Here’s the most crazy steps I came across:
1. Rub salt where the capsaicin oil is dwelling.  Apparently, the rough crystals will raise the oil from my skin.
2. Rinse in milk… which calms the nerve endings.
3. Wash with soap and water to clear the oil from the area.
4. Soak the area in the strongest drinking alcohol available… because that dissolves any remaining oil.

So, at 9:00 p.m., I found myself pouring a shot of Grey Goose vodka.  “Who does this?” was all I could think.  Who coats capsaicin oil under their nails?  Who gives their thumb a bath in Grey Goose?  Who?  And it was about here I felt that slow steady burn creeping back into my thumb again as it soaked in its ritzy bath.  That’s when I knew the vodka, hand-washing, milk, aloe vera, Neosporin — you name it — it didn’t work.

Time to brainstorm: What provided the most relief?  The answer: Ice water… but it was impractical because it froze my thumb.  Plus, there was no way I could keep my thumb in the water to sleep… and sleep was almost the goal now.  Then it hit me — The only ‘solution’ that may have calmed the burn was salt…  I just hadn’t left it on my thumb long enough to experiment if it removed the pain.  It was worth a shot…  Going into the kitchen, I picked up my salt grinder, scattered the crystals in a dish, and rubbed every bit of salt in and on my thumb.  I waited… and waited… and after that… (hold your breath)… nothing.  Well, there still was a dull burning pain, but it was slight.  In my first moment of calm, I took my exhausted self and salt-covered thumb to bed… where I instantly fell asleep with my arm dangled over the bed to reduced the throbbing.

The next thing I knew, it was 1-something in the morning, and my alarm clock was going off for work… and the pain — gone, completely and totally gone.

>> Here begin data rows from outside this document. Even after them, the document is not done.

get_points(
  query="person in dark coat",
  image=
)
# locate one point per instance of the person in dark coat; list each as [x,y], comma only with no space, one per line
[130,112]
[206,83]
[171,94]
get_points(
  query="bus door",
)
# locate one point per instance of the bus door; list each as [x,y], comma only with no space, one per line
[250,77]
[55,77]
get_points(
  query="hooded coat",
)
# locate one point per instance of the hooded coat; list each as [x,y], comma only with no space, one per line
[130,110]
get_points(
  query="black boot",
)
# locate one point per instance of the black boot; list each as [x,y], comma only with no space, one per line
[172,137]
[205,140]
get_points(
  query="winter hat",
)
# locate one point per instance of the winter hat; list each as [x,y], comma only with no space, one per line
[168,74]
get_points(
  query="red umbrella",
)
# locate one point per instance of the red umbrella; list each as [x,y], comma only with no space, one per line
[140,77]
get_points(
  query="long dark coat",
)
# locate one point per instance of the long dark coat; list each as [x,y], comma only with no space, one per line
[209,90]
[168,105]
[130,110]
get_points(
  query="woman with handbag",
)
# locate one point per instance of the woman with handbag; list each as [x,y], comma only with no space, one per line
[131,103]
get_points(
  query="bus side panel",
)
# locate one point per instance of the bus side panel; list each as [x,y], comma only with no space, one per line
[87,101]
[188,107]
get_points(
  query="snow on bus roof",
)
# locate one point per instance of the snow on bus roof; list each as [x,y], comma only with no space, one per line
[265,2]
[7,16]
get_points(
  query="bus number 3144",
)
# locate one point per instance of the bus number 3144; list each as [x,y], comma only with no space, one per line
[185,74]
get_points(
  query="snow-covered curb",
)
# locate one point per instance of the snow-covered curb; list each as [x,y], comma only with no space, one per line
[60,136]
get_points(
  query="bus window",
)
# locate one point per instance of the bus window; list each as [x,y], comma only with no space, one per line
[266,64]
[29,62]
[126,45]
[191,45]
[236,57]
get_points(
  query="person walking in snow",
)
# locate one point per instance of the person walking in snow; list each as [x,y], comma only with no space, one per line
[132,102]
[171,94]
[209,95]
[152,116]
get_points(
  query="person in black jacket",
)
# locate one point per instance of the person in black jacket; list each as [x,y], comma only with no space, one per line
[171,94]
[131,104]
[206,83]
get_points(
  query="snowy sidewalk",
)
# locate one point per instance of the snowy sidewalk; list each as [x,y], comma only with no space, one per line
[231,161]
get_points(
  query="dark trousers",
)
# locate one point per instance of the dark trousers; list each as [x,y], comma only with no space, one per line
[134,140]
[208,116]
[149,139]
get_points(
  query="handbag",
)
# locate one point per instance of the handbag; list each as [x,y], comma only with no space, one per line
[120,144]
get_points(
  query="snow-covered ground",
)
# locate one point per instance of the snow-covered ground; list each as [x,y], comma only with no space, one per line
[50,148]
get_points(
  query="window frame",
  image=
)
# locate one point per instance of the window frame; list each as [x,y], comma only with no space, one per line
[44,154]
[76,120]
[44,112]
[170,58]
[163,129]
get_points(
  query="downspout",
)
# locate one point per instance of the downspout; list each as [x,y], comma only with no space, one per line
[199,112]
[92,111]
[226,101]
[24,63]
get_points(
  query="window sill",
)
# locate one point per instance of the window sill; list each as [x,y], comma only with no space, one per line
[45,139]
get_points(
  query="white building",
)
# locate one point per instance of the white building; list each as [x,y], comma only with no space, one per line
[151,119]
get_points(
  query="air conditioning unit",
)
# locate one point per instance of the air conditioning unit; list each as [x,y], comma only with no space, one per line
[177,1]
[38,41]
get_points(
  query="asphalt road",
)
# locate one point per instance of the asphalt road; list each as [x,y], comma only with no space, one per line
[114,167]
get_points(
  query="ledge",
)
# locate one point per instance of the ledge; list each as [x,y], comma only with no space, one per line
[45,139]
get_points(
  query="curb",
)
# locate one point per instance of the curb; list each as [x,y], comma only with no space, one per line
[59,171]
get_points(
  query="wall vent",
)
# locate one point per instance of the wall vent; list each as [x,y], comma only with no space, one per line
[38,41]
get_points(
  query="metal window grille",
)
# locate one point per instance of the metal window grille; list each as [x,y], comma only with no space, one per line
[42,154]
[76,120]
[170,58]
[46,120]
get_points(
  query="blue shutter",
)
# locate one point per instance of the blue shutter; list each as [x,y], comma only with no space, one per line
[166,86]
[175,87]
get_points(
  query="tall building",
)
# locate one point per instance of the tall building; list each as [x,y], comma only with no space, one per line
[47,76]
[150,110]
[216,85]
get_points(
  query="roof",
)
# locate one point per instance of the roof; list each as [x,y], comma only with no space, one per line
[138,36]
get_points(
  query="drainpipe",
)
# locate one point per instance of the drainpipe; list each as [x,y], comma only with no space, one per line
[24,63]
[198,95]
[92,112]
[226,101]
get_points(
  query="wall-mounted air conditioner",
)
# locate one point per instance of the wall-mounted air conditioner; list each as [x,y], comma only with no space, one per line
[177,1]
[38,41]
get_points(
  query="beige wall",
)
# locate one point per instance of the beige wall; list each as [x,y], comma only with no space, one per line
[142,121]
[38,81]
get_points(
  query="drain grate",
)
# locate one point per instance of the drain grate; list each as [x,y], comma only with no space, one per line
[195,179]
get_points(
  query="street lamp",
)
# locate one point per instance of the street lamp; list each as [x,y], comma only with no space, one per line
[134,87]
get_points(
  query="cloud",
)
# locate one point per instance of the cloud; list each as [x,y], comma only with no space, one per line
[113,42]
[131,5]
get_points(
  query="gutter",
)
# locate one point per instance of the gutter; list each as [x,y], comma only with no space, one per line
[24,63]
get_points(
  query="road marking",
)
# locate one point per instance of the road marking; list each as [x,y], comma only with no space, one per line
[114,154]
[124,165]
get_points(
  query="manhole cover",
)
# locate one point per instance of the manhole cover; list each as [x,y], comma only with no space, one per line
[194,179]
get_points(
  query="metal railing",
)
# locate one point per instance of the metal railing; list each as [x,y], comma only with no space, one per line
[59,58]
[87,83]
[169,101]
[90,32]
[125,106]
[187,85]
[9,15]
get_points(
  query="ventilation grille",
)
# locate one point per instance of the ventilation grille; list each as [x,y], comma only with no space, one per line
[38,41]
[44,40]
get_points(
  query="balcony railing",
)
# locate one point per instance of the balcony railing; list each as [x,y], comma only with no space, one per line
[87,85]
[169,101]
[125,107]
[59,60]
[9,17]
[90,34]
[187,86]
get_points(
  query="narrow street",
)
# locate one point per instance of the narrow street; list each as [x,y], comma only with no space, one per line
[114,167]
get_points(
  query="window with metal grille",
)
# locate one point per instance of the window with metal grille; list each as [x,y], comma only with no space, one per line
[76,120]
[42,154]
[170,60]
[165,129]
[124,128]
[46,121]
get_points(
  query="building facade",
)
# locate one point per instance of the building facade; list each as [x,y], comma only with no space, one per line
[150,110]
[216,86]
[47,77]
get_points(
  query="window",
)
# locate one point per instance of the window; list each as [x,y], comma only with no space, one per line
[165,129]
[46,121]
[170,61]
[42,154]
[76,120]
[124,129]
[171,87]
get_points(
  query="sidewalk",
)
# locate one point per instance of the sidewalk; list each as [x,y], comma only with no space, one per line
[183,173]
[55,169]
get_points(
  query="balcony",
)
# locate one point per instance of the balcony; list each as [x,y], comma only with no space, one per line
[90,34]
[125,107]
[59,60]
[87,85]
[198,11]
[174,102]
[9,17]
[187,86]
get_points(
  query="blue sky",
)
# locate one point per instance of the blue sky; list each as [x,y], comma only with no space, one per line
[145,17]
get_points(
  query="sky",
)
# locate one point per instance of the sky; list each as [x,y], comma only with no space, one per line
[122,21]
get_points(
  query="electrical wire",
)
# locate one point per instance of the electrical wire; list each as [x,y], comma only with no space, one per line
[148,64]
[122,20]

Now I’m not claiming salt will always defeat capsaicin.  Who knows — Maybe it was all steps combined… or simply my exhaustion that won in the end.  I also want to note that if the salt works, it can only be applied in certain areas.  Let’s use our common sense here — I’d never suggest placing salt in your eye if you had a battle with a chile.  No; I’m simply telling you about my chile mishap so that, if you’re in the same situation (bless your soul) and desperate enough, you’ll know salt has been proven effective on at least one person.  And trust me, knowing one person defeated a chile is more than enough.

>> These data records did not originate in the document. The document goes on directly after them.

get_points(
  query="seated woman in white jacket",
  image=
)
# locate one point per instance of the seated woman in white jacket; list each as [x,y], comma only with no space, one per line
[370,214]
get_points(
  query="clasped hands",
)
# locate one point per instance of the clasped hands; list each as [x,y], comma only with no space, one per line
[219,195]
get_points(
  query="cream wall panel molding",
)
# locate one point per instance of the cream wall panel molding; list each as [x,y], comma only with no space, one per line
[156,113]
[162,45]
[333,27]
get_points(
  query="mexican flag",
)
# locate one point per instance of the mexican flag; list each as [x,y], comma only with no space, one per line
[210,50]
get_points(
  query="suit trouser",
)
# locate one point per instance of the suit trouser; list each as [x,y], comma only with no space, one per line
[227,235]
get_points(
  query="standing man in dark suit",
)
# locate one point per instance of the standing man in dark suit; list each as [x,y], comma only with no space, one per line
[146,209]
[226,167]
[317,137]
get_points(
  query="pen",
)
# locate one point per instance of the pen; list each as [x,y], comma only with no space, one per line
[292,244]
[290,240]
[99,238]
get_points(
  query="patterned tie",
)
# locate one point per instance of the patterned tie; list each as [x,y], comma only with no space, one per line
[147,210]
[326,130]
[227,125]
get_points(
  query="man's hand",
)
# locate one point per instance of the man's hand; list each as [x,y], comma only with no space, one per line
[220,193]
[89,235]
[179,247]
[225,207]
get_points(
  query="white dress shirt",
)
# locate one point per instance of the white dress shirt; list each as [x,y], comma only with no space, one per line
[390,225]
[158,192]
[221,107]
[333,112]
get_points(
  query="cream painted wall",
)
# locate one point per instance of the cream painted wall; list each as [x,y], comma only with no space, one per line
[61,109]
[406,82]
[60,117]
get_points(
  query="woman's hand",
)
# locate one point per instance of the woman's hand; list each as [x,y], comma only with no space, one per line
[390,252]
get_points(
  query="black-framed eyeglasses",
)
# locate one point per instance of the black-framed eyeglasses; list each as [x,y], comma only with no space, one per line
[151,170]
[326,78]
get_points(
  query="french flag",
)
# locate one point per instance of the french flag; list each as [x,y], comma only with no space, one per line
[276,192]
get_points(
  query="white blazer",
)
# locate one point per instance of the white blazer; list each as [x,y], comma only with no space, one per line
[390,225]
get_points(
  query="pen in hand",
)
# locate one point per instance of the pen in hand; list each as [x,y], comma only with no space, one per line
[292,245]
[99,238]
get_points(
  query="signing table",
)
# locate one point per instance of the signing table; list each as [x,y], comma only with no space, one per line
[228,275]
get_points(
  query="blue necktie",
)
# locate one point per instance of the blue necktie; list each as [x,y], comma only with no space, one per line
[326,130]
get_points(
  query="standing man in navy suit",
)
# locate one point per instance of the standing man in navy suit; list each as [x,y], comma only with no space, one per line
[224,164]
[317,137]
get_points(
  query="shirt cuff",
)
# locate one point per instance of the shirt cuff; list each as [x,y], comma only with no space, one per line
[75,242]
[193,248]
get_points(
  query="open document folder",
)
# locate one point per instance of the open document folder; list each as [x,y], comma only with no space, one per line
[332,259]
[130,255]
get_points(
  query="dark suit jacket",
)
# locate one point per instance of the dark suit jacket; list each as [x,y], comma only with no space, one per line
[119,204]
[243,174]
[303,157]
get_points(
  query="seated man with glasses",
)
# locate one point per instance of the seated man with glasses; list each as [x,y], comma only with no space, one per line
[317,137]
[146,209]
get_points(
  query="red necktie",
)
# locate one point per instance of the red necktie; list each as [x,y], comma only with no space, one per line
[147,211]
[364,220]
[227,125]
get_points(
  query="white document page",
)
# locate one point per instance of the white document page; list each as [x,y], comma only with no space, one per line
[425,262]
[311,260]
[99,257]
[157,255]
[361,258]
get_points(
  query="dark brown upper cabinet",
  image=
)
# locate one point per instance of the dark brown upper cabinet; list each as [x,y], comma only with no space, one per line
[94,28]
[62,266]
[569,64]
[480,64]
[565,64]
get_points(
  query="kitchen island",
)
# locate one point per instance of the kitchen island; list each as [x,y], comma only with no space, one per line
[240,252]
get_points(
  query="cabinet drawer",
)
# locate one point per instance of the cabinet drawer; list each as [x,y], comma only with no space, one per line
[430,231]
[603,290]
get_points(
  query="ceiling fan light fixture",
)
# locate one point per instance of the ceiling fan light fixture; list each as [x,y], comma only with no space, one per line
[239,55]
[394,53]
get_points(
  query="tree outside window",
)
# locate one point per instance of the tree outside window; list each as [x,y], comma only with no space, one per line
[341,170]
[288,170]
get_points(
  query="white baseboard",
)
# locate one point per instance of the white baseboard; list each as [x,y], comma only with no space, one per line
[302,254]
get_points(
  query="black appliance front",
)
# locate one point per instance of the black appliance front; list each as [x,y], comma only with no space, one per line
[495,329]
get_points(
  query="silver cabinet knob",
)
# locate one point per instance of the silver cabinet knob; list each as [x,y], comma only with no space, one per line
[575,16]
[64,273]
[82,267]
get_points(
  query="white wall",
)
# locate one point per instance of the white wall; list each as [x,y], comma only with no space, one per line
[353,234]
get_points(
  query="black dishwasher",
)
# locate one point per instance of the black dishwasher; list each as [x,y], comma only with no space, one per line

In truth, I feel like I was brought back to life after my fierce Serrano pepper war.  I feel like it is now my duty to inform any and everyone of what I learned.  I think that’s why God allowed me to live… so that I can help and teach the world.  Honest.

In the end, this is my first mama hint to you, if you get burned by a vicious chile, salt can remove capsaicin oil.  Oh… and as another mama hint: For goodness grief, avoid this entire issue and always — I repeat — always wear gloves around chiles.  Even if you’re just looking at ‘um.